Learn to create virtual reality operating rooms, games and more with new program
A man in a black headset stepped on stage and started waving his arms around and pinching at the air. On a screen behind him, the crowd saw what he saw: surgery equipment and a patient draped in blue plastic with his throat sliced open to the bone.
The man in the headset waved his arms, and a screwdriver flew across the room and began screwing in a piece of hardware to the patient’s spine.
Then the operating equipment vanished and was replaced with stacks of pastel-colored shipping containers and a yellow crane.

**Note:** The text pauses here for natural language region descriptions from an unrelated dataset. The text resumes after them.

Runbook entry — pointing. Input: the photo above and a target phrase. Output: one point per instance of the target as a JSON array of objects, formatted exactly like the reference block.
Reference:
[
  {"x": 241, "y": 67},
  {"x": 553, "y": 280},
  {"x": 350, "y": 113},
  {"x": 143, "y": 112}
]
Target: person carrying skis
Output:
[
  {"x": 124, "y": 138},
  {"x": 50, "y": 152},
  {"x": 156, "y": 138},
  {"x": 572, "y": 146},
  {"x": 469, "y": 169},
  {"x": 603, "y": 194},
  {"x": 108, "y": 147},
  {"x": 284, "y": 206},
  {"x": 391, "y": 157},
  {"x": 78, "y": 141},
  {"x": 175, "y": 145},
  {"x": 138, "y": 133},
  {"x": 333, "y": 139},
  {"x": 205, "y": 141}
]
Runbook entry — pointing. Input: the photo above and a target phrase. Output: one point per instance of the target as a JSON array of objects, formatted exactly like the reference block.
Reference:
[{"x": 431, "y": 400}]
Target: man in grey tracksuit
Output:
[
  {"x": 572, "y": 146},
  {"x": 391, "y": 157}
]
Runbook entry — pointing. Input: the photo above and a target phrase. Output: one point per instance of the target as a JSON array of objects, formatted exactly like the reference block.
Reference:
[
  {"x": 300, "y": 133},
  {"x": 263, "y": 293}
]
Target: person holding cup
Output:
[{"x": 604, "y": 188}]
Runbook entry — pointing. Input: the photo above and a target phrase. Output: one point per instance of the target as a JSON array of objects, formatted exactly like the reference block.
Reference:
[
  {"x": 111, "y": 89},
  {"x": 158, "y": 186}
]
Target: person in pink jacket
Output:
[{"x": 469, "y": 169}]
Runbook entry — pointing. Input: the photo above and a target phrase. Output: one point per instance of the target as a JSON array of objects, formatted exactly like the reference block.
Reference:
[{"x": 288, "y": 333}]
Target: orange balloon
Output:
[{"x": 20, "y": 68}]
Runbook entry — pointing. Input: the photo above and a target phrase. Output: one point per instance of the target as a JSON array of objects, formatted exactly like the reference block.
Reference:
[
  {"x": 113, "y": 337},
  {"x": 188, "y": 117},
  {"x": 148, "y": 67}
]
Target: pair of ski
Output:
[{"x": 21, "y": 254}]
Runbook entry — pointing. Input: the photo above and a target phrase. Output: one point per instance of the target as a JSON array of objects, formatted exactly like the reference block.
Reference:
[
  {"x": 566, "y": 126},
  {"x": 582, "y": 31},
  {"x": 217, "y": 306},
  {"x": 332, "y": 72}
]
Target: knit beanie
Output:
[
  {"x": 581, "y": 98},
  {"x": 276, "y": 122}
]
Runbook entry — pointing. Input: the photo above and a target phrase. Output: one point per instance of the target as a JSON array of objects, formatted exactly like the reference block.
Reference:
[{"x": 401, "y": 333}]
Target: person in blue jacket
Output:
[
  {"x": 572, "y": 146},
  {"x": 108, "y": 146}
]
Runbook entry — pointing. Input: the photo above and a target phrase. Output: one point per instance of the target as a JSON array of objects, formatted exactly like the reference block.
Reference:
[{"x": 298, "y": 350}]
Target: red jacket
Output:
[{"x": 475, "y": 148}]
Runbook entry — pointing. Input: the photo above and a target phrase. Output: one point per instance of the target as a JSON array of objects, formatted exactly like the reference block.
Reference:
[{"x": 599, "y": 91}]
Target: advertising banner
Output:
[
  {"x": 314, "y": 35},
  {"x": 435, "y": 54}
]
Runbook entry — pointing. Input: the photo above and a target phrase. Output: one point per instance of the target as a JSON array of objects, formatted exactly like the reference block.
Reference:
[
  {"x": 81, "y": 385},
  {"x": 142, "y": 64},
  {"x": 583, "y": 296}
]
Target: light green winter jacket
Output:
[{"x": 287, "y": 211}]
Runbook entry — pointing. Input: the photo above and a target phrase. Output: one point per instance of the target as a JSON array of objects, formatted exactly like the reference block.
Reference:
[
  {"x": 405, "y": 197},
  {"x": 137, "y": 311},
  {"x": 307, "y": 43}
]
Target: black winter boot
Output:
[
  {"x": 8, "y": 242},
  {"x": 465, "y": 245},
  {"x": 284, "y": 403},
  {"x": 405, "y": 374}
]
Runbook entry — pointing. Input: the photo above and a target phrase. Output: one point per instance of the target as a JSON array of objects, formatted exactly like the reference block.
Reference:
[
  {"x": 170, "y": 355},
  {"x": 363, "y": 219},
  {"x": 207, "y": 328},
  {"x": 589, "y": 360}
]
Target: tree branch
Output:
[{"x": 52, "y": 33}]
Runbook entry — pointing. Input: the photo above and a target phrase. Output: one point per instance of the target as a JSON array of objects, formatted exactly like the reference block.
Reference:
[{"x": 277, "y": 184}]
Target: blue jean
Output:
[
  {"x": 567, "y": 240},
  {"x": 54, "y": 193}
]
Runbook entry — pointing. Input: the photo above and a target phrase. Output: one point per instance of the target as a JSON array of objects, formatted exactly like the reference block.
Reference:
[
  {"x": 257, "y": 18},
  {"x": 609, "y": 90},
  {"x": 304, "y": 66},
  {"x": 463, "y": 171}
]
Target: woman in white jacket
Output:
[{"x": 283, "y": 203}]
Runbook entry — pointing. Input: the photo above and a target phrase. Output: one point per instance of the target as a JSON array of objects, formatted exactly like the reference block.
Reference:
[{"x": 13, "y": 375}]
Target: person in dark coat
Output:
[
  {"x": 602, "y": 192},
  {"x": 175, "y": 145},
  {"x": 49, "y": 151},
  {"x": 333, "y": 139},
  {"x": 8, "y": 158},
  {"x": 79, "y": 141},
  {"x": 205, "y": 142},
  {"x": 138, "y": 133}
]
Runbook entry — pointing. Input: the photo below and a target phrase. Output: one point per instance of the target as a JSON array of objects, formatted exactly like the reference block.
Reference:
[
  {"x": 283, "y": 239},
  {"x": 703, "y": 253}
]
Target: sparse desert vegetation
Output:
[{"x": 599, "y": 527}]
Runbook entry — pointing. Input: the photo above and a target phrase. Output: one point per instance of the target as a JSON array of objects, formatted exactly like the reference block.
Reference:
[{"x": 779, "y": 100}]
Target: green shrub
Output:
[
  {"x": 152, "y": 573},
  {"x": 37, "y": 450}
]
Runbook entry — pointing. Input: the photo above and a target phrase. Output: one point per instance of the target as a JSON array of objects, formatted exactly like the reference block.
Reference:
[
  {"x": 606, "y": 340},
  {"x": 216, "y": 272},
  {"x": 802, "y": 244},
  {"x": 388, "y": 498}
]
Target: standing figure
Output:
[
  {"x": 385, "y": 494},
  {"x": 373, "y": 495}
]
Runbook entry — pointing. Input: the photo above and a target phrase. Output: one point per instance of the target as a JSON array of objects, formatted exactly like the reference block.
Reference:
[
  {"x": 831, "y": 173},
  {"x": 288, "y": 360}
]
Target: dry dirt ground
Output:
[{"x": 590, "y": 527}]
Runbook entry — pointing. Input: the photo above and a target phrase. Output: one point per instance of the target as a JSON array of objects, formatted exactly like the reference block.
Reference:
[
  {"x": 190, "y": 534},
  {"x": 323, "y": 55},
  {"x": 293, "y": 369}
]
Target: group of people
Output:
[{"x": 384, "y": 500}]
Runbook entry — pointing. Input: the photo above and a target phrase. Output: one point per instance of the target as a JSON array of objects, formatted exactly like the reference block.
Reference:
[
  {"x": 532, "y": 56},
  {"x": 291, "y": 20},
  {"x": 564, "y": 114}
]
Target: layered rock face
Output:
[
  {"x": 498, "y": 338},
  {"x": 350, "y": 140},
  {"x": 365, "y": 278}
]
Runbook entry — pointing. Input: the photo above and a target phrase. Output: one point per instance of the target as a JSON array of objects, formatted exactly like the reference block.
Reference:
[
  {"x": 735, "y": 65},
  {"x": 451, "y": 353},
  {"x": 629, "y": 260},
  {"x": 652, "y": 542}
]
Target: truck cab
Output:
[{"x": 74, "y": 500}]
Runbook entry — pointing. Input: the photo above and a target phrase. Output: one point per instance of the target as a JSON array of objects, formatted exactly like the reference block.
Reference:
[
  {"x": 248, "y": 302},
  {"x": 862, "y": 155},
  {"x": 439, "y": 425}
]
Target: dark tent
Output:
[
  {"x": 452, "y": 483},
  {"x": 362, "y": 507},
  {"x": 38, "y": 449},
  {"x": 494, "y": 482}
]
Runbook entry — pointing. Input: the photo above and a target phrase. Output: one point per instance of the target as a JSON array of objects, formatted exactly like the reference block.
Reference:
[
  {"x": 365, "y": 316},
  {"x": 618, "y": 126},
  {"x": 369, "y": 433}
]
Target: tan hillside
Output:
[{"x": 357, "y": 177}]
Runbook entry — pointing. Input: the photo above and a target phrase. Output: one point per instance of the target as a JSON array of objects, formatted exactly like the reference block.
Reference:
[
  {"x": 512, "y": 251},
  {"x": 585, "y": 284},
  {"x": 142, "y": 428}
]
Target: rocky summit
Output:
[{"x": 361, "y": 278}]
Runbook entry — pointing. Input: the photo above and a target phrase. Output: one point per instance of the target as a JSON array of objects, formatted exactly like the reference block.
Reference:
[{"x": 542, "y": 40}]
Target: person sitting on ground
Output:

“Here we are in the Port of Miami,” Mauricio Ferrazza, head of Miami Dade College’s Miami Animation & Gaming International Complex, told the crowd at the Beacon Council's One Community One Goal Annual Report. Ferrazza began the video game and animation focused program, known as MAGIC, in 2015 and stocked it full of state-of-the-art technology and partnerships with industry leaders.
Wednesday morning Ferrazza (with the help of Alvaro, the man in the headset) introduced his program’s next step with a simulation of augmented reality — sometimes called mixed reality — where trainees could learn how to operate a crane at a port.
MAGIC’s new 15-credit certificate in virtual and augmented reality debuts this fall. In a virtual reality scenario, the viewer is immersed into a simulation that obscures their whole vision. In augmented reality, the person in the headset sees animations layered on top of their regular environment.
Students can learn how to create simulations that could be used in healthcare, architecture, shipping, the military and — of course — in video games.
“There are no limits to the possibilities,” Ferrazza said.
Outside the ballroom, a handful of MAGIC students offer visitors a chance to see the onstage simulation for themselves. With a sleek Microsoft Hololens headset slipped over their eyes, men and women in crisp suits swung their heads left and right and gaped in amazement at the virtual world in front of them.
“Make the loser L and pinch your fingers like you’re grabbing an adorable child’s nose,” instructed Antonio Cardenas.
“I have a 7-year-old brother,” he explained. “He’s really cute.”
Cardenas, 23, studies game design and animation at MAGIC. Although his animated short film proposal was one of the projects selected for full-scale production this year, Cardenas said he’s tempted to take the certification course now that he’s tried out the Hololens headset for himself.
If the flashy technology doesn’t reel students in, Ferrazza tells them to “follow the money.”
He wants his students to take advantage of an industry projected to be worth $150 billion by 2020, and he wants to start at home. His program partners with Baptist Health to develop simulations, although MAGIC does not produce or sell them commercially.
“If I can convince all these industries that these simulations can cut costs and enhance sales, it triggers a lot of other industries to create jobs,” he said. “That’s the master plan.”